Active Voice: Exercise Training Halts the Increase in Medicine Use that Occurs in Sedentary Individuals with Metabolic Syndrome

By Ricardo Mora-Rodriguez, Ph.D., and Felix Morales-Palomo, M.Sc.

Ricardo Mora-Rodriguez, Ph.D. Felix Morales-Palomo, M.Sc.
Viewpoints presented in SMB commentaries reflect opinions of the authors and do not necessarily represent positions or policies of ACSM.

Ricardo Mora-Rodriguez, Ph.D., is a professor of exercise physiology in the Department of Sport Sciences at the University of Castilla-La Mancha in Spain. Dr. Mora-Rodriguez’s research is focused on understanding how exercise interacts with habitual medication to improve the health of individuals with metabolic syndrome.

Felix Morales-Palomo is a Ph.D. candidate in the Department of Sport Sciences at the University of Castilla-La Mancha.

Today’s feature commentary relates to the research paper that Dr. Mora-Rodriguez and Mr. Morales-Palomo published with other colleagues. Their paper appears in the October 2018 issue of
Medicine & Science in Sports & Exercise® (MSSE) and is entitled “Exercise periodization over the year improves metabolic syndrome and medication use.”

Abdominal obesity, hypertension, hyperglycemia and dyslipidemia (high blood triglycerides and low HDL-cholesterol) are the five components of metabolic syndrome (MetS). MetS is an increasingly prevalent clinical condition that often develops into Type 2 diabetes and cardiovascular disease. Clinicians treat metabolic syndrome initially with lifestyle modifications that include reduction in calorie intake and participation in exercise training. However, if conditions do not improve, doctors are bound to prescribe medication to lower those risk factors. Thus, diet, exercise training and pharmacological interventions often co-exist, while our knowledge of the interactions between these treatments is scarce.

ACSM’s praiseworthy proposal that Exercise is Medicine® holds promise that, if somebody embraces exercise training, this nonpharmacological medicine should serve to improve status on the MetS components (or at least prevent these from worsening) and reduce the dose of pharmacological medicine required, i.e., drug treatment. However, results from exercise-intervention studies to support this view are not rapidly emerging. Uncertainties on the dose-response relationship between exercise and health improvements, differences in individual responsiveness to the effects of exercise and even confounding factors, such as patients’ habitual medication usage and variations in exercise habits, perhaps are preventing scientists from getting a clear picture.

In our recent study, as reported in the October 2018 issue of MSSE, we followed two groups of individuals during two consecutive years. The groups had similar characteristics (average age 53 years; BMI 33 kg/m2; 32 percent women) and possessed 3.6 out of the five MetS components that comprise the syndrome. One group underwent exercise training for four months every year, while the other group remained sedentary.

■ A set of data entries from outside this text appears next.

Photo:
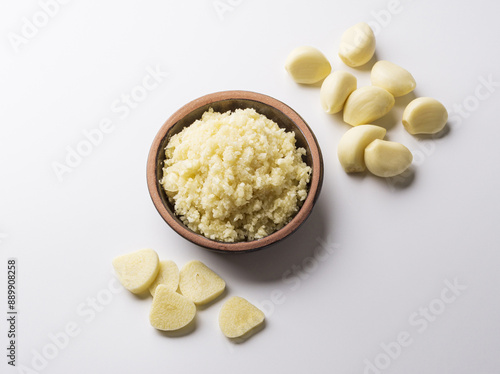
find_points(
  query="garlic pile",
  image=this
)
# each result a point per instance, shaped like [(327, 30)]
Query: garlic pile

We used a high-intensity interval training (HIIT) program, since recent findings suggest this is a time-conserving and effective means to achieve the desired health-oriented adaptations. We measured the yearly evolution of the MetS components, as well as medication use in each participant.

All participants in the study were under the supervision of their primary care physicians, and their care was managed using established treatment guidelines. Those guidelines require lifestyle counseling, blood analysis every six months and pharmacological prescription adjusted to blood chemistry, blood pressure values and body weight evolution. Participants brought all prescription medication to their baseline visit, as well as their one- and two-year visits to ensure recording accuracy. Only medicines to control hyperglycemia, hypertension and dyslipidemia (components of MetS) were computed. To account not only for the number of medicines used, but also for the evolution of dosages over the two-year period, a medicine use score was devised. Evaluations also were held after seven months of detraining to test the persistent, rather than the acute, effects of exercise training.

During the two-year follow-up, the sedentary group maintained MetS; this was likely due to an increased medication use. In contrast, the exercise training group improved their status on MetS, mostly due to reductions in blood pressure after the first year. Importantly, this improvement in MetS status took place without increase in medicine prescription. Thus, yearly exercise training halted the increase in medicine use that occurred in the sedentary MetS group.

This last finding highlights that, at least in our group of patients with MetS, exercise is indeed medicine — keeping patients from the progressive filling of their pillbox. The potential implications of maintaining or lowering medicine use by exercise training are enormous. It could reduce health care costs (i.e., doctor visits, blood analysis, pharmacy cost), reduce the side effects associated with polypharmacy and improve quality of life — all of which are worth exploring through further investigation.